Flywheel was released through Carmike Cinemas in Tifton and Columbus, Georgia. The film ultimately grossed $37,000 theatrically. It was novelized by suspense writer Eric Wilson, titled Flywheel and published by Thomas Nelson, in 2008.

=== DVD release ===
Flywheel: Director's Cut was released to DVD on November 13, 2007. DVD sales of the film were more successful, with more than 300,000 copies sold. The director's cut included an eight-part Bible study as one of its special features. Stephen Kendrick said, "They are color correcting [the Director's Cut of] Flywheel. They are adding better sound effects and some things like that.
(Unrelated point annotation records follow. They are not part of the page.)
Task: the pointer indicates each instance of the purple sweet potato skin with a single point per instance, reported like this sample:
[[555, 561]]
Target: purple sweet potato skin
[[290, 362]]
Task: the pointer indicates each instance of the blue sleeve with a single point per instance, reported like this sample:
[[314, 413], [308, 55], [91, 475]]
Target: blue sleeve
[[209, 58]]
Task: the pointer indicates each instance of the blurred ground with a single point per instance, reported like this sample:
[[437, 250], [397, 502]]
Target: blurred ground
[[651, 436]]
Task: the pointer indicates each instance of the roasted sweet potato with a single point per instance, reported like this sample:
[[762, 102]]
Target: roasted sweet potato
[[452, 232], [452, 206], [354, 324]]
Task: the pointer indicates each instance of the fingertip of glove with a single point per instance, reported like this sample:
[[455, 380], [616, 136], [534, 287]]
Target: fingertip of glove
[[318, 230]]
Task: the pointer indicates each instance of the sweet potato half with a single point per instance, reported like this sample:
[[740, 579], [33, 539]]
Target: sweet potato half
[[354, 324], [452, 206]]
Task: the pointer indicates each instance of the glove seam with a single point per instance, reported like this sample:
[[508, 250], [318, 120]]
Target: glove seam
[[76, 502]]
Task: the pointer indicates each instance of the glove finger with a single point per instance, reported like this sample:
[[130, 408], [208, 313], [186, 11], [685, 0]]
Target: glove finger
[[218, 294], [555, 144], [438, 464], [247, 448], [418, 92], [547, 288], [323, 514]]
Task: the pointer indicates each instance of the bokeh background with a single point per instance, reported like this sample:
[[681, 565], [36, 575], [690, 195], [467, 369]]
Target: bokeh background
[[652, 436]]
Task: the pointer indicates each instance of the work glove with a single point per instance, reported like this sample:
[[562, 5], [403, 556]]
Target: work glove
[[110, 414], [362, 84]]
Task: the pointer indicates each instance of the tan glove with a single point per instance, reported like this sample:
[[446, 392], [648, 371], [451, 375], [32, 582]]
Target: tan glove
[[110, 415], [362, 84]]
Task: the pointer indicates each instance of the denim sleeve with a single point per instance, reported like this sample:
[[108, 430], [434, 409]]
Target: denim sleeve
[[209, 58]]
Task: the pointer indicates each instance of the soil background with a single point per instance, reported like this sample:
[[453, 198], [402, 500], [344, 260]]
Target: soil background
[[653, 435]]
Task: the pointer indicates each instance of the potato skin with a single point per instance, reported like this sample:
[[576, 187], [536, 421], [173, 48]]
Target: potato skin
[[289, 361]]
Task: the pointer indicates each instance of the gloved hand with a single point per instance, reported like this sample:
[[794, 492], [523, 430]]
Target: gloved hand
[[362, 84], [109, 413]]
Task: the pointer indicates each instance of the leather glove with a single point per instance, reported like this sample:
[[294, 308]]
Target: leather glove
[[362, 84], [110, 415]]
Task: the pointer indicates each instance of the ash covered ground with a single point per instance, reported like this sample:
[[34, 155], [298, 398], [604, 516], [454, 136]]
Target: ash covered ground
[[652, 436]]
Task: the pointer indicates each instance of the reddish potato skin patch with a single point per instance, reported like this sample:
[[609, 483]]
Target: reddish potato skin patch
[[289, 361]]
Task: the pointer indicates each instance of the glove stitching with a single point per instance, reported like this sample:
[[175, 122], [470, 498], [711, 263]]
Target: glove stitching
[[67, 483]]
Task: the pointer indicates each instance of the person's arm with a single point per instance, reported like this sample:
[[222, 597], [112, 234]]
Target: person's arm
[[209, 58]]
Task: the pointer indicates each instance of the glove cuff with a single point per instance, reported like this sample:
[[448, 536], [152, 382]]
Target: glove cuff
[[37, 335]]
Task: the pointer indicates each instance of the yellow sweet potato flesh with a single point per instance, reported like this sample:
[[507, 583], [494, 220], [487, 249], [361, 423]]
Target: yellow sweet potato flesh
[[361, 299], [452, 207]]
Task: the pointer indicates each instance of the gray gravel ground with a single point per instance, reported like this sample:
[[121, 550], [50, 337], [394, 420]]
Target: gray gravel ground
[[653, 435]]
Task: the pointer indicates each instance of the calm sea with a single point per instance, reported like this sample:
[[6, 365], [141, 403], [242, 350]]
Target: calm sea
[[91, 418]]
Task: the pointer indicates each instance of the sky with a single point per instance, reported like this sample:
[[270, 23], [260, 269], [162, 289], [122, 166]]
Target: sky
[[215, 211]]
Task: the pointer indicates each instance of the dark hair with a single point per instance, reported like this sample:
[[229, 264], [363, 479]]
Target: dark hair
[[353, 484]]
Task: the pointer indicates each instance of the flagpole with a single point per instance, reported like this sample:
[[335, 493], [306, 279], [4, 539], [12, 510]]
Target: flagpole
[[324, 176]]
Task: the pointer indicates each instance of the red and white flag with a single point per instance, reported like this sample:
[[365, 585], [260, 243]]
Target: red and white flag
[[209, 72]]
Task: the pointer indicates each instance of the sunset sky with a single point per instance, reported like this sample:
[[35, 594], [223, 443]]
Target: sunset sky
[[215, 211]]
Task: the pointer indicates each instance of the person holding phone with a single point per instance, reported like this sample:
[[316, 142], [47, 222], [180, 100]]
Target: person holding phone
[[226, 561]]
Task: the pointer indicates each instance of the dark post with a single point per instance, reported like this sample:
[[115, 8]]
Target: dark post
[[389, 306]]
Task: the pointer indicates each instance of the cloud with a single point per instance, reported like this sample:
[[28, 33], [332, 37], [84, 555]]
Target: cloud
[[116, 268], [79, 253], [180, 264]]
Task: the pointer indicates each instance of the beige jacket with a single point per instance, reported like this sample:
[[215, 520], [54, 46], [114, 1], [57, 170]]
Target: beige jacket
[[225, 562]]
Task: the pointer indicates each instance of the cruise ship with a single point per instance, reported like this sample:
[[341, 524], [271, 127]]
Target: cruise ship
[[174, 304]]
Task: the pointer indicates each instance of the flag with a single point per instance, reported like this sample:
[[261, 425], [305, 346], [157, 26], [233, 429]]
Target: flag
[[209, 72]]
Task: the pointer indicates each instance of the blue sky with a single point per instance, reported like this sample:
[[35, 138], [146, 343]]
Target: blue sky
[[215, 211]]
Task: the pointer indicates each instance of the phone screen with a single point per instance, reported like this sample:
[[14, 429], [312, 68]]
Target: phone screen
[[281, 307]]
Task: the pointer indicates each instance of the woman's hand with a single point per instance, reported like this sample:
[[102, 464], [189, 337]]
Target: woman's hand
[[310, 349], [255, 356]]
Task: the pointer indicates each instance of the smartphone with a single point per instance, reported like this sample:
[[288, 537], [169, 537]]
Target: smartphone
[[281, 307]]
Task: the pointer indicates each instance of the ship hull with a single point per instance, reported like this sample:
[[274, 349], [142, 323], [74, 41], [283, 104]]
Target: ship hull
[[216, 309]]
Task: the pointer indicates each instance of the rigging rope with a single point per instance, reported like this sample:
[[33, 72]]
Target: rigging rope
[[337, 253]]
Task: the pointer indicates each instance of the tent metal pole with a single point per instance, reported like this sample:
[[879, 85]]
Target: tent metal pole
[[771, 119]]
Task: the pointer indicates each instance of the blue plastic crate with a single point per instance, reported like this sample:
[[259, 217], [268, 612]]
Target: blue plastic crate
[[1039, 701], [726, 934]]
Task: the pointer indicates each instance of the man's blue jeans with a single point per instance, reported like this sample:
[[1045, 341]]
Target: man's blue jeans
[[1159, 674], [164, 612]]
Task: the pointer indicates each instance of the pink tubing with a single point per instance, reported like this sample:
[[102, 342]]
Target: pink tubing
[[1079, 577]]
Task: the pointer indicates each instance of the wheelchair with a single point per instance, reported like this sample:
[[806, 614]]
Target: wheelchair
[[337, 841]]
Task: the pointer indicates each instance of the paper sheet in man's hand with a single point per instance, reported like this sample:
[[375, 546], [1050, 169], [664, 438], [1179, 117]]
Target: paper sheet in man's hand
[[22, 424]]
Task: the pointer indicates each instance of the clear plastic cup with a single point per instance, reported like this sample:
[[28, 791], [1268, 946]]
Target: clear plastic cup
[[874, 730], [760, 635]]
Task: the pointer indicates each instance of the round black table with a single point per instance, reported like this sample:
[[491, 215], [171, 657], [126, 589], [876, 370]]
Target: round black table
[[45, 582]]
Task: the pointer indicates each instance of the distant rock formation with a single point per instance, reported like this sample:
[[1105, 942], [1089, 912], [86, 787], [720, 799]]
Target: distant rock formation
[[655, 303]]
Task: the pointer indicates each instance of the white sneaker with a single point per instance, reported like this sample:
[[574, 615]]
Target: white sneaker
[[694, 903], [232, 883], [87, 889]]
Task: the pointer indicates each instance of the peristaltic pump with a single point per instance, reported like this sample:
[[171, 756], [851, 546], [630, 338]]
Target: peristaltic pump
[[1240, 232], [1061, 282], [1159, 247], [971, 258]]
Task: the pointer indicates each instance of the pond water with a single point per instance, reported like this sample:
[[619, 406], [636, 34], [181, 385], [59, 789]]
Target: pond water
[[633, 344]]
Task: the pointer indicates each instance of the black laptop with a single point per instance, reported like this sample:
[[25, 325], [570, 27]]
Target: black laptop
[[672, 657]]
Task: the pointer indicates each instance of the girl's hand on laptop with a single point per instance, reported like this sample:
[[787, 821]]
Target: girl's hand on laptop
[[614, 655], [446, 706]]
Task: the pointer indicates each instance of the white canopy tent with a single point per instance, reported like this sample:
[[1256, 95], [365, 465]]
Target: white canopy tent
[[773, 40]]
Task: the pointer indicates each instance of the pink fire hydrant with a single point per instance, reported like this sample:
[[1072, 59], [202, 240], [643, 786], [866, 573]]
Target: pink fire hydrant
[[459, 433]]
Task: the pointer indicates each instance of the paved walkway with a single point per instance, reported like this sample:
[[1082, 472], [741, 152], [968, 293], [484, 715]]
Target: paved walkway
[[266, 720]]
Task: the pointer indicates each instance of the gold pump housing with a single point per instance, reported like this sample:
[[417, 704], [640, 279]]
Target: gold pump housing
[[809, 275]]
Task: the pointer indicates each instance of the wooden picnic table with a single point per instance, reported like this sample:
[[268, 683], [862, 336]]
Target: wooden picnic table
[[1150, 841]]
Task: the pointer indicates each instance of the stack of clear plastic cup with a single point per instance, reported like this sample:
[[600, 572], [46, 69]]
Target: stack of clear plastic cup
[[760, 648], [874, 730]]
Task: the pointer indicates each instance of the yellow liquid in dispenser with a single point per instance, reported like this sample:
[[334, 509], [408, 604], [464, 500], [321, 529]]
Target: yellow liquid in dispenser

Adding a director's commentary. It will be a director's cut version. A new cover on it, adding a couple of extra languages." Six minutes of the film were removed, making the running time 114 minutes.

==Reception==

Rotten Tomatoes reports that 82% of audiences liked the film.
Flywheel won awards at the 2004 WYSIWYG Film Festival, 2004 ICVM Crown Awards and 2004 Sabaoth International Film Festival.

=== Awards ===

- 2004 WYSIWYG Film Festival
  - Best Feature Film
- 2004 ICVM Crown Awards
  - Best Evangelistic Film
  - Best Screenplay
  - Best Drama under $250,000
- 2004 Sabaoth International Film Festival
  - Best Screenplay
  - Best Production
  - Parable Award

==Remake==
A remake of the film set in Brazil titled "Flywheel: Ignition of the Soul" is in the works and will be released in theaters on October 16, 2026.